COSIMA / cosima-recipes

A cookbook of recipes (i.e., examples) for analysing ocean and sea ice model output
https://cosima-recipes.readthedocs.io
Apache License 2.0
46 stars 66 forks source link

Converting notebooks from COSIMA Cookbook to ACCESS-NRI intake catalog #313

Open navidcy opened 10 months ago

navidcy commented 10 months ago

Why we need to have two ways for people to load output? At the moment, after #298, we have tutorials both for the cookbook and for the ACCESS-NRI Intake catalog

https://cosima-recipes.readthedocs.io/en/latest/tutorials.html

Let's just leave the best of the two. Is ACCESS-NRI Intake catalog the future?

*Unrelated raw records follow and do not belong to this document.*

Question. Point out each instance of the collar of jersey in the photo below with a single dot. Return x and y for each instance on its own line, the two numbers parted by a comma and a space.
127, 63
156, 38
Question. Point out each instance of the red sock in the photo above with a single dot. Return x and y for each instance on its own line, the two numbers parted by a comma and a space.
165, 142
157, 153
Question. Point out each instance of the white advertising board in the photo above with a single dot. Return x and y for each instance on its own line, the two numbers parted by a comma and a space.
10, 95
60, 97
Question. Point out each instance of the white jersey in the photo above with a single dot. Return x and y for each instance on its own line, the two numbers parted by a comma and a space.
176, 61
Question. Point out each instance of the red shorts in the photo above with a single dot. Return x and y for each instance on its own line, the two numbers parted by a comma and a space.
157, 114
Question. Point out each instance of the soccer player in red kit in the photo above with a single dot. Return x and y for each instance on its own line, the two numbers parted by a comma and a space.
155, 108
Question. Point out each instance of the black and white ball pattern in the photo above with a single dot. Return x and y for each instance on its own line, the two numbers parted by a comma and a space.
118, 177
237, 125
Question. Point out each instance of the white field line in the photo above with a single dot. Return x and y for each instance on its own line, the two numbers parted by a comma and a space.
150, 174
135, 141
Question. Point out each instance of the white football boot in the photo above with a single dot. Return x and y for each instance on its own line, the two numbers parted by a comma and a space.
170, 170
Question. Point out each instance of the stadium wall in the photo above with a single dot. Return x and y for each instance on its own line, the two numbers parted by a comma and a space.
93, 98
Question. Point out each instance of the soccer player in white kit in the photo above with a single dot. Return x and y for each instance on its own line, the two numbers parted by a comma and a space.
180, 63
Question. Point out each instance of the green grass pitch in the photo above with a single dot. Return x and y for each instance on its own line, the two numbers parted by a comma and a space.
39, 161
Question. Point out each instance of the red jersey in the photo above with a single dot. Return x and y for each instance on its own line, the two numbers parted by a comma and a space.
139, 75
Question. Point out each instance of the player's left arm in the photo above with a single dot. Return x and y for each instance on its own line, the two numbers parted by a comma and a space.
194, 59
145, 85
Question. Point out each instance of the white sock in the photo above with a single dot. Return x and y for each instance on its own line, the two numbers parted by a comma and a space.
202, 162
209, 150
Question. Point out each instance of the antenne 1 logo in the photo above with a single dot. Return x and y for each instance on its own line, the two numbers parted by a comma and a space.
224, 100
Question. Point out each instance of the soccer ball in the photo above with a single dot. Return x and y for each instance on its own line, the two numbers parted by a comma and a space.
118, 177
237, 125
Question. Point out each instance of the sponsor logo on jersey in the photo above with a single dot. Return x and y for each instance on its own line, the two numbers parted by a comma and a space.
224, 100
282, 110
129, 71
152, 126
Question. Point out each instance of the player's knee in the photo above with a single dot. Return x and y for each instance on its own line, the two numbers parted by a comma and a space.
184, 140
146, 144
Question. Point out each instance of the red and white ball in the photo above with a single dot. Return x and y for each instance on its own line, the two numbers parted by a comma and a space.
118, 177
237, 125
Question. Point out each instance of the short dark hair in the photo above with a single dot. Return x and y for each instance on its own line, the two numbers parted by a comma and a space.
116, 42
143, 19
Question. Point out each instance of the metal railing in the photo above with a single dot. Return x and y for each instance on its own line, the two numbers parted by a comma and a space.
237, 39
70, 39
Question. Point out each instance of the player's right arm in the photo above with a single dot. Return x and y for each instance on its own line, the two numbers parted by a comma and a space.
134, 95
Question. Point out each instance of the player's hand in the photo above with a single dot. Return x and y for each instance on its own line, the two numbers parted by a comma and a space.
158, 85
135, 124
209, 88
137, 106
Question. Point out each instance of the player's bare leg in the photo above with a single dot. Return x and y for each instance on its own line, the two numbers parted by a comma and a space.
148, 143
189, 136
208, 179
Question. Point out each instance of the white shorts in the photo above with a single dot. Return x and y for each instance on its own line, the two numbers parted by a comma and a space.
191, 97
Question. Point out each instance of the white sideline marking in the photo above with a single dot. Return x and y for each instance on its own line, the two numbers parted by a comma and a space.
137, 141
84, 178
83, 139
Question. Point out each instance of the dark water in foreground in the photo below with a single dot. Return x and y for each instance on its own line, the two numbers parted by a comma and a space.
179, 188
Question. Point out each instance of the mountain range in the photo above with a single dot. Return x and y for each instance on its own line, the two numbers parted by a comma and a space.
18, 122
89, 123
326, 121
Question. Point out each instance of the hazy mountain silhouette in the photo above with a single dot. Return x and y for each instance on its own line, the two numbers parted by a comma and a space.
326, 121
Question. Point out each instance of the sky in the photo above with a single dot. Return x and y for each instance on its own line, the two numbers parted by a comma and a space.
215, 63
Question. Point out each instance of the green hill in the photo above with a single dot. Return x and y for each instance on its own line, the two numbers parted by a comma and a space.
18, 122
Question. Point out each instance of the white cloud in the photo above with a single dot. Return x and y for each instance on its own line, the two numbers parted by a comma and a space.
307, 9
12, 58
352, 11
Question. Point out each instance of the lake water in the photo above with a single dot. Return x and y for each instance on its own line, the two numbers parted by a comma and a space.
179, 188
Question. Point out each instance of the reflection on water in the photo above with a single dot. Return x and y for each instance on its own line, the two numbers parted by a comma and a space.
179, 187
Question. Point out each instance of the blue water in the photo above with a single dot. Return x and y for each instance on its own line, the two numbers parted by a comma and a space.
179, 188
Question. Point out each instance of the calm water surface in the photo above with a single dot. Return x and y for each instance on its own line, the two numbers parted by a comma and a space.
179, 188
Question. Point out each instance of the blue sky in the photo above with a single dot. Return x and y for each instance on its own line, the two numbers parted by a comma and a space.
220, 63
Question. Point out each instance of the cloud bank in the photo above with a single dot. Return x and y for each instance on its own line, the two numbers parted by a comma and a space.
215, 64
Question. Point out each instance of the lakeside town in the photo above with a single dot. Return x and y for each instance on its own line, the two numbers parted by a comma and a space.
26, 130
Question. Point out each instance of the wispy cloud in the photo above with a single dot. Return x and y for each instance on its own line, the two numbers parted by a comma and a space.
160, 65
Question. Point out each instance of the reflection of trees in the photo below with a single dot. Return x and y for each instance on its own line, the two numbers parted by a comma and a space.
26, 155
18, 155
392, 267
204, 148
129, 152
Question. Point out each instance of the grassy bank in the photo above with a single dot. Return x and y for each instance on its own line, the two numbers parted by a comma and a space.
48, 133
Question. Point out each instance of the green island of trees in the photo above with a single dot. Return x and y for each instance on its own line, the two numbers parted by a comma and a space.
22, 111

Let's make that the default in all examples and drop the cookbook then?

cc @angus-g, @aidanheerdegen, @AndyHoggANU, @aekiss, @adele-morrison, @anton-seaice, @PaulSpence, @rmholmes, @edoddridge, @micaeljtoliveira

Recipes

Tutorials

ACCESS-OM2-GMD-Paper-Figs

navidcy commented 10 months ago

310 seems relevant

aidanheerdegen commented 10 months ago

Largely this is up to the COSIMA community, but it is likely a choice you will be forced to make for a few reasons:

  1. The Cookbook Database does not scale well, particularly in the time taken to index data
  2. The infrastructure which runs the indexing will likely cease to exist by the end of the first quarter of 2024 (the accessdev Virtual Machine is scheduled to be shuttered, and this is what provides the outward facing web address for the jenkins service)
  3. There are no resources to do more than just maintain the Cookbook DB (@micaeljtoliveira does what he can, but he has many other high priority tasks)
  4. ACCESS-NRI has chosen to support the Intake Catalogue (in part for some of the reasons above)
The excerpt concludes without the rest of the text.